According to these recent comments by IATA, the direct costs to the airlines alone of implementation of a system to provide the Federal government with post-departure batch access (not real-time or continuous access) to passenger manifest information (limited to a small finite number of specified data fields, not the entire PNR), for international flights only (not all flights), would be "significantly higher" than IATA's initial "extremely conservative" estimate of US$164 million. The cost of implementation of the ASSR [CAPPS-II] proposals at issue in this rulemaking proceeding would undoubtedly be substantially higher still....
For all these reasons the proposal should be withdrawn at least until the Department has conducted the requisite analysis of its impact as a significant regulatory action, particularly given its likely immense economic impact and its likely critical direct impact on tens of thousands of small travel businesses....
That analysis should include public hearings and expert and public testimony on the potential impact of the proposals, particularly on individual privacy, confidentiality of business information, personal and business data handling by small and large online and offline travel agencies, and related impacts on personal information practices in the travel industry.
From my comments on the CAPPS 2.1 Privacy Act notice (30 September 2003):
Link | Posted by Edward on Friday, 13 February 2004, 12:41 (12:41 PM) | TrackBack (0)
"A PNR may include each passenger's full name, home address, home telephone number, and date of birth."
This may be the most economically significant of all the misstatements in the Supplementary Information and the Notice.
In reality, most PNR's cannot now contain all this information, because current PNR formats, data structures, and interline data interchange and messaging protocols do not support these additional (currently optional, and some rarely used) data items.
It's not clear whether the Department has developed the CAPPS-II scheme in isolation from, and in ignorance of, how airline passenger information is handled, or whether the Department is knowingly trying to mislead the public and the Congress about the likely total cost of this proposal.
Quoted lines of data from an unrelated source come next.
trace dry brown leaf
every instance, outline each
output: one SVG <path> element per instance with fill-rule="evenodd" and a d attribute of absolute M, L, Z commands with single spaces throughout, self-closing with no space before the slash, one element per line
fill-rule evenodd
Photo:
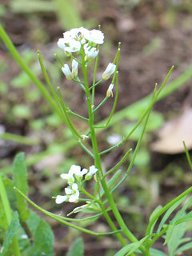
<path fill-rule="evenodd" d="M 186 108 L 179 116 L 166 122 L 158 135 L 158 140 L 151 145 L 154 151 L 170 154 L 185 152 L 182 141 L 187 150 L 191 150 L 192 109 Z"/>

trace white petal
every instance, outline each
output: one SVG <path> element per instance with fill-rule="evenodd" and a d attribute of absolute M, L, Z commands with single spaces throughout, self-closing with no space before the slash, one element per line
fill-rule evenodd
<path fill-rule="evenodd" d="M 68 180 L 69 179 L 69 174 L 62 174 L 60 177 L 63 179 Z"/>
<path fill-rule="evenodd" d="M 66 191 L 66 194 L 71 194 L 74 193 L 73 190 L 71 190 L 71 188 L 70 188 L 70 187 L 66 187 L 65 191 Z"/>
<path fill-rule="evenodd" d="M 62 203 L 63 202 L 67 200 L 66 195 L 57 195 L 55 202 L 58 204 Z"/>
<path fill-rule="evenodd" d="M 114 74 L 116 69 L 116 65 L 113 63 L 109 63 L 106 70 L 102 74 L 102 78 L 107 80 L 110 78 L 110 75 Z"/>
<path fill-rule="evenodd" d="M 73 165 L 71 166 L 69 174 L 70 174 L 70 175 L 72 174 L 78 174 L 81 171 L 81 166 L 75 166 Z"/>
<path fill-rule="evenodd" d="M 86 168 L 83 168 L 82 170 L 82 176 L 84 175 L 85 174 L 86 174 L 88 172 L 88 170 Z"/>
<path fill-rule="evenodd" d="M 77 184 L 77 183 L 74 183 L 74 184 L 72 185 L 72 190 L 73 190 L 74 191 L 76 191 L 76 190 L 78 190 L 78 184 Z"/>
<path fill-rule="evenodd" d="M 59 48 L 65 50 L 66 40 L 64 38 L 59 38 L 58 42 L 58 46 Z"/>
<path fill-rule="evenodd" d="M 74 77 L 76 77 L 78 75 L 78 62 L 75 59 L 73 59 L 73 61 L 72 61 L 72 73 L 74 74 Z"/>
<path fill-rule="evenodd" d="M 98 169 L 97 169 L 94 166 L 90 166 L 89 173 L 90 175 L 94 175 L 98 170 Z"/>
<path fill-rule="evenodd" d="M 78 197 L 76 197 L 74 194 L 71 194 L 69 198 L 70 202 L 77 202 L 78 201 Z"/>
<path fill-rule="evenodd" d="M 62 67 L 62 70 L 64 73 L 66 78 L 69 80 L 71 80 L 74 77 L 73 74 L 71 74 L 70 67 L 67 64 L 65 64 Z"/>
<path fill-rule="evenodd" d="M 111 83 L 106 91 L 107 97 L 110 97 L 110 96 L 113 97 L 113 89 L 114 89 L 114 84 Z"/>

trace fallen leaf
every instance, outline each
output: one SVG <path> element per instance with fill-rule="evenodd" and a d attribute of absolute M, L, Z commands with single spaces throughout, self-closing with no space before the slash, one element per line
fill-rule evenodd
<path fill-rule="evenodd" d="M 191 150 L 192 109 L 186 108 L 177 118 L 165 122 L 158 136 L 159 138 L 151 144 L 154 151 L 170 154 L 185 152 L 183 141 L 187 150 Z"/>

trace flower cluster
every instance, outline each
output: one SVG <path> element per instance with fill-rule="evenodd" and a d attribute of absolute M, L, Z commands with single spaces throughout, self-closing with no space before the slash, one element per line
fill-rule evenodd
<path fill-rule="evenodd" d="M 87 58 L 95 58 L 98 54 L 95 46 L 103 42 L 104 34 L 102 31 L 80 27 L 63 33 L 63 38 L 58 39 L 58 46 L 67 56 L 82 50 Z"/>
<path fill-rule="evenodd" d="M 56 203 L 60 204 L 63 202 L 78 202 L 79 200 L 79 186 L 81 181 L 85 175 L 85 180 L 90 180 L 98 170 L 94 166 L 90 166 L 90 170 L 84 168 L 81 170 L 80 166 L 71 166 L 68 174 L 62 174 L 60 176 L 66 180 L 68 186 L 65 188 L 66 195 L 57 195 Z"/>
<path fill-rule="evenodd" d="M 84 27 L 72 29 L 70 31 L 63 33 L 63 38 L 59 38 L 58 46 L 62 49 L 66 56 L 70 56 L 72 61 L 72 70 L 70 70 L 68 64 L 64 64 L 62 70 L 68 80 L 78 78 L 78 64 L 81 62 L 78 61 L 73 54 L 81 54 L 83 57 L 84 62 L 88 62 L 97 57 L 99 50 L 97 48 L 98 45 L 104 42 L 104 34 L 98 30 L 88 30 Z M 114 73 L 116 65 L 109 63 L 106 70 L 102 74 L 102 80 L 108 80 L 111 74 Z M 113 96 L 114 84 L 110 84 L 107 92 L 106 97 Z"/>

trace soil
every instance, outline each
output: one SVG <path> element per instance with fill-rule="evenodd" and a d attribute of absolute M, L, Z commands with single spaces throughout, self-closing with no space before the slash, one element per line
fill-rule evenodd
<path fill-rule="evenodd" d="M 161 84 L 173 65 L 175 68 L 170 81 L 178 77 L 191 64 L 192 16 L 190 12 L 173 6 L 170 5 L 170 1 L 165 0 L 140 1 L 140 3 L 133 8 L 123 0 L 119 2 L 98 0 L 96 10 L 92 7 L 94 3 L 93 0 L 83 1 L 82 15 L 84 19 L 90 17 L 97 18 L 98 23 L 102 25 L 106 40 L 110 42 L 110 50 L 106 49 L 106 53 L 105 50 L 101 51 L 98 76 L 113 59 L 118 42 L 122 43 L 119 64 L 119 100 L 117 110 L 123 109 L 152 92 L 154 84 Z M 10 2 L 4 1 L 3 4 L 9 7 Z M 45 49 L 42 43 L 31 38 L 35 26 L 33 26 L 32 21 L 35 18 L 39 19 L 39 24 L 45 30 L 47 37 Z M 55 43 L 63 33 L 54 13 L 48 14 L 40 13 L 33 16 L 33 14 L 14 14 L 8 8 L 6 16 L 3 17 L 2 21 L 6 32 L 18 50 L 22 51 L 22 48 L 37 50 L 40 47 L 48 58 L 50 58 L 48 52 L 50 44 Z M 14 76 L 19 72 L 19 69 L 9 57 L 8 52 L 2 43 L 0 56 L 2 61 L 10 67 L 9 72 L 3 77 L 3 81 L 9 84 Z M 75 108 L 78 110 L 82 98 L 81 89 L 71 87 L 70 82 L 66 80 L 63 80 L 63 84 L 67 90 L 66 94 L 69 99 L 73 95 L 71 106 L 77 106 L 74 107 L 74 110 Z M 103 86 L 97 88 L 96 105 L 103 98 L 108 86 L 106 83 Z M 69 91 L 70 91 L 70 94 Z M 174 94 L 158 102 L 154 109 L 163 113 L 165 117 L 168 117 L 170 114 L 178 113 L 186 104 L 190 102 L 191 97 L 190 98 L 188 97 L 191 95 L 190 92 L 191 81 L 188 81 Z M 11 97 L 9 96 L 10 104 L 11 100 Z M 21 98 L 21 102 L 22 100 Z M 110 105 L 103 106 L 102 111 L 99 112 L 98 120 L 107 116 Z M 78 110 L 86 114 L 83 109 Z M 28 121 L 16 122 L 15 126 L 12 126 L 6 122 L 3 114 L 1 114 L 0 118 L 1 124 L 4 125 L 10 132 L 22 135 L 26 135 L 30 132 Z M 11 158 L 18 150 L 27 152 L 27 147 L 18 147 L 14 143 L 8 142 L 6 150 L 0 152 L 1 157 Z M 150 168 L 157 173 L 167 166 L 170 162 L 179 162 L 181 159 L 180 165 L 183 168 L 186 167 L 186 164 L 182 162 L 183 154 L 173 157 L 153 153 L 151 159 Z M 188 167 L 186 168 L 188 170 Z M 163 189 L 163 193 L 167 191 L 173 195 L 175 193 L 178 194 L 178 190 L 183 190 L 184 186 L 178 185 L 174 190 L 171 185 L 168 184 L 164 185 L 161 189 Z M 163 194 L 162 196 L 163 197 Z M 35 195 L 34 198 L 35 198 Z M 101 223 L 101 228 L 106 229 L 105 222 Z M 67 233 L 66 230 L 58 225 L 54 226 L 54 230 L 56 235 L 54 246 L 56 255 L 63 255 L 69 247 L 70 242 L 63 246 L 58 241 Z M 107 248 L 118 249 L 119 246 L 113 240 L 107 240 L 107 238 L 102 242 L 99 239 L 95 241 L 92 238 L 88 238 L 87 235 L 83 235 L 83 238 L 86 241 L 86 256 L 98 255 L 99 253 L 104 255 L 104 251 Z M 157 244 L 157 246 L 161 246 Z"/>

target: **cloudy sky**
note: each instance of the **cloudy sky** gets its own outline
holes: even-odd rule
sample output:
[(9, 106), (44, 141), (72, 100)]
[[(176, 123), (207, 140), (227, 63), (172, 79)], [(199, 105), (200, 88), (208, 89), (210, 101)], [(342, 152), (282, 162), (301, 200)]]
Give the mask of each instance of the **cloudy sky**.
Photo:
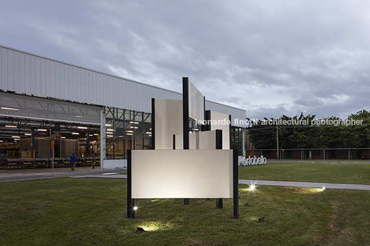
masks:
[(369, 110), (367, 0), (0, 0), (0, 44), (251, 119)]

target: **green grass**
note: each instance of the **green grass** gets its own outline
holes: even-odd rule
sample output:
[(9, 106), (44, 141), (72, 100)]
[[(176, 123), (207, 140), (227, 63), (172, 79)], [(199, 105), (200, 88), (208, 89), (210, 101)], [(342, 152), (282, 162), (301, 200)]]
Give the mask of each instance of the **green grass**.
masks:
[(240, 185), (240, 196), (236, 220), (232, 199), (224, 199), (222, 209), (214, 199), (191, 199), (189, 205), (182, 199), (137, 199), (136, 218), (128, 219), (126, 180), (1, 182), (0, 245), (370, 244), (369, 192), (269, 186), (251, 192)]
[(239, 167), (239, 178), (370, 185), (370, 163), (267, 163)]

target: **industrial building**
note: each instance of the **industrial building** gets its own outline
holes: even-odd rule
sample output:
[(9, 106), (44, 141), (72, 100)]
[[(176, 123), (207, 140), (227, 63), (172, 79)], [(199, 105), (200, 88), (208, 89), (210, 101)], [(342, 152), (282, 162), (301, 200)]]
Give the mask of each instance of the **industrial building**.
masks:
[[(127, 150), (151, 148), (152, 98), (182, 99), (177, 92), (3, 45), (0, 68), (5, 167), (48, 166), (52, 157), (66, 166), (75, 153), (84, 165), (105, 168), (106, 160), (126, 159)], [(210, 101), (205, 107), (231, 115), (231, 146), (245, 154), (245, 125), (233, 125), (245, 119), (245, 110)]]

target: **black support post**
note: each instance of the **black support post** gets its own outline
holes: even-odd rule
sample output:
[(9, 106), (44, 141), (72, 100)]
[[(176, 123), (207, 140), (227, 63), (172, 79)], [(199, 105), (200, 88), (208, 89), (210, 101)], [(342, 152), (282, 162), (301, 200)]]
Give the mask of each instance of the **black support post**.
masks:
[(239, 218), (239, 185), (237, 172), (237, 150), (233, 150), (233, 197), (234, 205), (234, 218)]
[[(182, 119), (184, 150), (189, 149), (189, 85), (188, 78), (182, 77)], [(184, 198), (184, 205), (189, 205), (190, 199)]]
[(127, 218), (135, 218), (135, 199), (132, 196), (131, 150), (127, 150)]

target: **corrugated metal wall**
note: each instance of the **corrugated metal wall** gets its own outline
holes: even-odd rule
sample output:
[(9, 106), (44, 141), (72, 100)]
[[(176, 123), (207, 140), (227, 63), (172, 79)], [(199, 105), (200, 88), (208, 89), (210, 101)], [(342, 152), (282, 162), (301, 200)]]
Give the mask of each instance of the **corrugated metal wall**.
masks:
[[(0, 45), (1, 90), (150, 112), (151, 98), (181, 93)], [(206, 101), (206, 108), (245, 119), (245, 110)], [(233, 125), (233, 123), (232, 123)]]

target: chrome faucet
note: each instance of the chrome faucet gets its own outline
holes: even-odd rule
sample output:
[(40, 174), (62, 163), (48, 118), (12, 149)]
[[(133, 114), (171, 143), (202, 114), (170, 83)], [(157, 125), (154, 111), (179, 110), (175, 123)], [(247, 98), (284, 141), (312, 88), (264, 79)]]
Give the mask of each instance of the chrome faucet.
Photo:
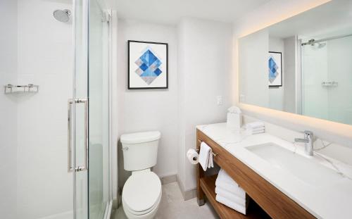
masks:
[(313, 154), (313, 134), (310, 131), (304, 131), (304, 139), (294, 139), (296, 142), (303, 142), (305, 144), (306, 154), (309, 156)]

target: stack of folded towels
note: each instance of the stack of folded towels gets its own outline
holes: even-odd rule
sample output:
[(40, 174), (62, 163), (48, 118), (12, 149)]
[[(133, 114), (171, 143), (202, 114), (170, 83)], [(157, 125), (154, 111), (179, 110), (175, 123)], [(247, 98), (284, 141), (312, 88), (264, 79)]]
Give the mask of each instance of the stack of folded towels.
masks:
[(199, 157), (198, 159), (199, 161), (199, 164), (201, 164), (204, 171), (206, 171), (207, 168), (214, 167), (213, 161), (213, 150), (204, 142), (201, 143), (201, 150), (199, 151)]
[(255, 134), (265, 132), (265, 125), (263, 122), (247, 123), (245, 126), (249, 134)]
[(249, 196), (246, 192), (221, 169), (215, 181), (216, 201), (246, 214), (249, 204)]

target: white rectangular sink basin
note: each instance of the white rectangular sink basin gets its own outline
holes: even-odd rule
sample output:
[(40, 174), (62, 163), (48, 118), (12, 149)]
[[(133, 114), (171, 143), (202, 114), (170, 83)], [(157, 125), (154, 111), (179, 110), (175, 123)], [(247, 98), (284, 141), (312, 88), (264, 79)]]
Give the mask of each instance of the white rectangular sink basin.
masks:
[(343, 178), (334, 170), (319, 163), (315, 158), (305, 157), (272, 142), (246, 149), (273, 166), (314, 187), (331, 184)]

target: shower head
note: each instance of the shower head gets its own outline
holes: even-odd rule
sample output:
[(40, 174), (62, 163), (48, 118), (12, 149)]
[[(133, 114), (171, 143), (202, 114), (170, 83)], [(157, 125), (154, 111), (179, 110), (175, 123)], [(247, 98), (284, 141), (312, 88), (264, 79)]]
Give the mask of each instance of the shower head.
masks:
[(54, 11), (54, 17), (61, 22), (68, 22), (71, 15), (71, 11), (68, 9), (65, 10), (55, 10)]

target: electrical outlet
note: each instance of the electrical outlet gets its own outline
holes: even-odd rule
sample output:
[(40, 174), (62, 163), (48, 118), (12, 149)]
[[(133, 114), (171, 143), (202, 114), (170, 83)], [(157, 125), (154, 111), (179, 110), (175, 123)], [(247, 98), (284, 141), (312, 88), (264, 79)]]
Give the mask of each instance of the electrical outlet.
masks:
[(244, 94), (239, 95), (239, 101), (240, 102), (244, 102), (246, 101), (246, 96)]
[(216, 104), (218, 106), (222, 105), (222, 96), (216, 96)]

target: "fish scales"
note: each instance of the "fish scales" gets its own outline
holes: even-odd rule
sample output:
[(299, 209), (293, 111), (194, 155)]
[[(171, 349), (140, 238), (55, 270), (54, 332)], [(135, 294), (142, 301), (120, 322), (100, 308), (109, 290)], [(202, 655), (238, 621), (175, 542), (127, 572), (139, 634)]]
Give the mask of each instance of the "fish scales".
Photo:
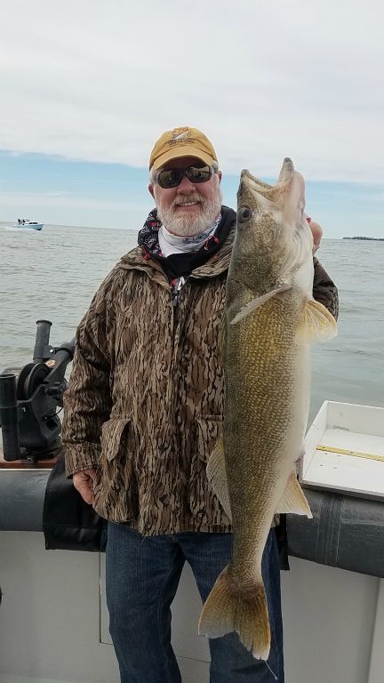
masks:
[(336, 334), (312, 298), (312, 233), (304, 181), (284, 159), (275, 186), (243, 171), (227, 280), (223, 438), (207, 476), (232, 518), (232, 558), (203, 607), (199, 633), (238, 633), (268, 659), (261, 558), (278, 512), (311, 516), (297, 481), (309, 403), (308, 345)]

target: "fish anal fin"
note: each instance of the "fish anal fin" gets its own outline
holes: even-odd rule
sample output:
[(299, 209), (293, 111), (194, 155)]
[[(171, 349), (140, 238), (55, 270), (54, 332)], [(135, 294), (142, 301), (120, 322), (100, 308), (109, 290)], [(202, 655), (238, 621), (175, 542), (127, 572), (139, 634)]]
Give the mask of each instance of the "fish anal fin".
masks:
[(308, 502), (297, 480), (296, 473), (293, 471), (290, 475), (284, 494), (276, 511), (277, 514), (292, 512), (295, 515), (307, 515), (312, 518)]
[(337, 332), (336, 320), (325, 306), (315, 299), (307, 299), (296, 342), (300, 344), (328, 342)]
[(218, 496), (229, 519), (232, 518), (227, 472), (224, 458), (224, 442), (220, 437), (216, 442), (206, 468), (208, 481)]
[(200, 615), (199, 635), (220, 638), (236, 631), (256, 659), (267, 661), (270, 628), (261, 576), (254, 586), (242, 591), (231, 582), (228, 569), (229, 566), (221, 572), (205, 601)]

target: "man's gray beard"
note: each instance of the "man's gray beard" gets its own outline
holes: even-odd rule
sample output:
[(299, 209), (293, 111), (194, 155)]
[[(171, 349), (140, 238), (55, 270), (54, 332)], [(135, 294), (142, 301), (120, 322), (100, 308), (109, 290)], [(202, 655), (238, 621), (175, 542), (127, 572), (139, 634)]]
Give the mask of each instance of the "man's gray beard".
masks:
[(192, 212), (188, 210), (182, 213), (180, 209), (178, 209), (176, 214), (174, 206), (177, 205), (177, 200), (169, 208), (163, 208), (161, 200), (159, 201), (156, 194), (156, 187), (155, 186), (155, 200), (158, 218), (169, 232), (177, 235), (179, 237), (193, 237), (204, 232), (208, 226), (212, 224), (221, 209), (222, 197), (220, 189), (218, 189), (216, 198), (210, 201), (204, 199), (197, 192), (188, 197), (188, 201), (193, 202), (197, 200), (201, 203), (202, 212), (199, 216), (194, 215)]

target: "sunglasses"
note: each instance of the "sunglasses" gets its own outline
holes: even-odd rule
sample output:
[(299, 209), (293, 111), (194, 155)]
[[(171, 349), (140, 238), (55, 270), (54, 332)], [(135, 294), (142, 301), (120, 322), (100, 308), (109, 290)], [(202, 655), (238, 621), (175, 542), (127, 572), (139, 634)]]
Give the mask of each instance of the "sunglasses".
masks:
[(160, 171), (156, 176), (156, 182), (164, 189), (177, 188), (186, 175), (188, 181), (193, 183), (206, 182), (209, 181), (213, 169), (212, 166), (188, 166), (188, 168), (169, 168)]

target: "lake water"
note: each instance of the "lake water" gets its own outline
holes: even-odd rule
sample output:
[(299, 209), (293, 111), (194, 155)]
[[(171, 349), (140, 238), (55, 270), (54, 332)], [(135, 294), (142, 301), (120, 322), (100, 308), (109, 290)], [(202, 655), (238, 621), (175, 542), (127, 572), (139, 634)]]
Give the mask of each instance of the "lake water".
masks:
[[(36, 321), (68, 342), (103, 277), (136, 233), (0, 225), (0, 372), (32, 359)], [(312, 421), (325, 399), (384, 406), (384, 242), (323, 239), (316, 254), (339, 287), (339, 335), (312, 347)]]

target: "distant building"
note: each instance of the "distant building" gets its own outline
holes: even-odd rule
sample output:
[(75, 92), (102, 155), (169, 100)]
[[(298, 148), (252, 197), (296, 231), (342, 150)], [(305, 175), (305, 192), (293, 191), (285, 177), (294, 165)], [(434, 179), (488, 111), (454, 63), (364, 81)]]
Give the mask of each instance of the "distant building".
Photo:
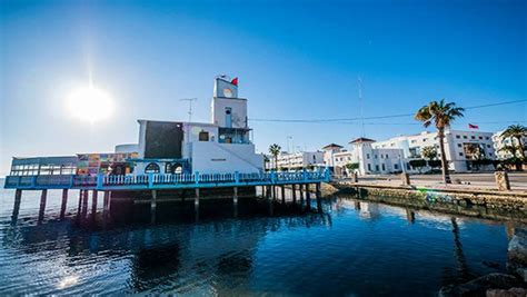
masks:
[[(445, 154), (450, 170), (463, 172), (476, 169), (474, 160), (496, 159), (491, 132), (479, 131), (445, 131)], [(372, 143), (374, 148), (400, 148), (407, 160), (422, 157), (425, 147), (434, 147), (440, 158), (437, 132), (424, 131), (418, 135), (398, 136), (385, 141)]]
[(264, 156), (249, 139), (247, 99), (238, 82), (215, 79), (210, 122), (138, 120), (135, 174), (251, 174), (264, 170)]
[[(518, 140), (513, 139), (513, 138), (504, 138), (501, 137), (501, 133), (504, 131), (499, 131), (493, 135), (493, 142), (494, 142), (494, 150), (496, 151), (496, 156), (499, 160), (505, 160), (508, 158), (514, 157), (511, 151), (505, 150), (504, 148), (507, 146), (514, 146), (514, 147), (519, 147), (518, 146)], [(527, 148), (527, 138), (523, 137), (521, 138), (521, 145), (524, 148)], [(516, 152), (518, 157), (519, 156), (519, 150)]]
[(324, 148), (322, 148), (322, 151), (324, 151), (324, 165), (326, 165), (327, 167), (334, 167), (334, 166), (335, 166), (335, 164), (334, 164), (334, 160), (335, 160), (334, 155), (341, 152), (342, 149), (344, 149), (342, 146), (339, 146), (339, 145), (336, 145), (336, 143), (329, 143), (329, 145), (327, 145), (326, 147), (324, 147)]
[[(275, 157), (268, 156), (267, 169), (275, 169)], [(280, 152), (278, 155), (278, 169), (298, 170), (304, 168), (326, 167), (322, 151)]]
[(402, 149), (399, 148), (374, 148), (375, 140), (369, 138), (357, 138), (349, 142), (349, 149), (335, 146), (326, 146), (326, 156), (331, 156), (334, 172), (337, 175), (349, 175), (351, 169), (348, 165), (356, 164), (357, 174), (379, 175), (394, 174), (405, 170), (406, 162), (402, 157)]

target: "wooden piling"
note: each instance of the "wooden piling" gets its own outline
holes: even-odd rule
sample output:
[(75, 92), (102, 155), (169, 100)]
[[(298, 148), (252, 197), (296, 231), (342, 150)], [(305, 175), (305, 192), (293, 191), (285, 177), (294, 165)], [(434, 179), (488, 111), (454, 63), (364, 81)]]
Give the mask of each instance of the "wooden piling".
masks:
[(150, 200), (150, 222), (156, 224), (156, 209), (157, 209), (158, 191), (152, 190), (152, 199)]
[(304, 206), (304, 185), (298, 185), (300, 188), (300, 206)]
[(311, 195), (309, 195), (309, 184), (306, 184), (306, 206), (311, 208)]
[(18, 220), (18, 214), (20, 212), (20, 202), (22, 201), (22, 190), (17, 189), (14, 191), (14, 205), (13, 205), (13, 212), (11, 215), (11, 222), (16, 224)]
[(77, 216), (80, 216), (82, 210), (82, 197), (84, 196), (84, 190), (79, 190), (79, 206), (77, 207)]
[(232, 206), (235, 208), (235, 217), (238, 217), (238, 187), (233, 188)]
[(62, 189), (62, 204), (60, 205), (60, 218), (64, 217), (67, 205), (68, 205), (68, 189)]
[(286, 186), (281, 186), (281, 202), (286, 204)]
[(107, 215), (110, 211), (110, 191), (105, 191), (105, 198), (102, 204), (102, 212)]
[(39, 209), (39, 220), (43, 219), (43, 215), (46, 211), (46, 200), (48, 199), (48, 189), (43, 189), (42, 194), (40, 194), (40, 209)]
[(292, 204), (296, 205), (297, 204), (297, 185), (292, 184), (291, 189), (292, 189)]
[(89, 190), (82, 191), (82, 207), (81, 207), (82, 217), (86, 217), (86, 215), (88, 214), (88, 195), (89, 195)]
[(196, 188), (196, 196), (193, 198), (193, 210), (196, 216), (199, 215), (199, 188)]

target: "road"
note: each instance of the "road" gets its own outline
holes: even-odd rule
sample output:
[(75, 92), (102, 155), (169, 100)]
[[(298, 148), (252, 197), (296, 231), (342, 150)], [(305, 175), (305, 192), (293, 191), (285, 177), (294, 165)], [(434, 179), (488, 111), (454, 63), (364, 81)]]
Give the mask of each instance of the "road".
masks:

The Department's budget of US$35 million in 2004 for completion of development, testing, and deployment of CAPPS-II is ludicrously inadequate for this task. As I discussed in detail in my comments on the original Notice, the International Air Transportation Association (IATA) estimated earlier this year, in comments filed on a parallel but much more limited proposal by the INS (now also part of the Department of Homeland Security), that the cost of providing much more limited access to a smaller subset of PNR data on international flights only would be "significantly higher" then IATA's initial "extremely conservative" estimate of US$164 million. That proposal would have involved information collected from passengers directly by the airlines at check-in, so it would not have required any changes by travel agencies, CRS's, or any other intermediaries.
Either the Department is completely clueless about the implications of this proposal, and doesn't yet realize what sweeping changes in airline industry information technology infrastucture, protocols, and interfaces this proposal would require. Or the Department does know, and intends to impose implementation costs of US$1 billion or more on an airline industry that can ill afford them, and that will be obliged to pass them on to passengers in the form of higher fares.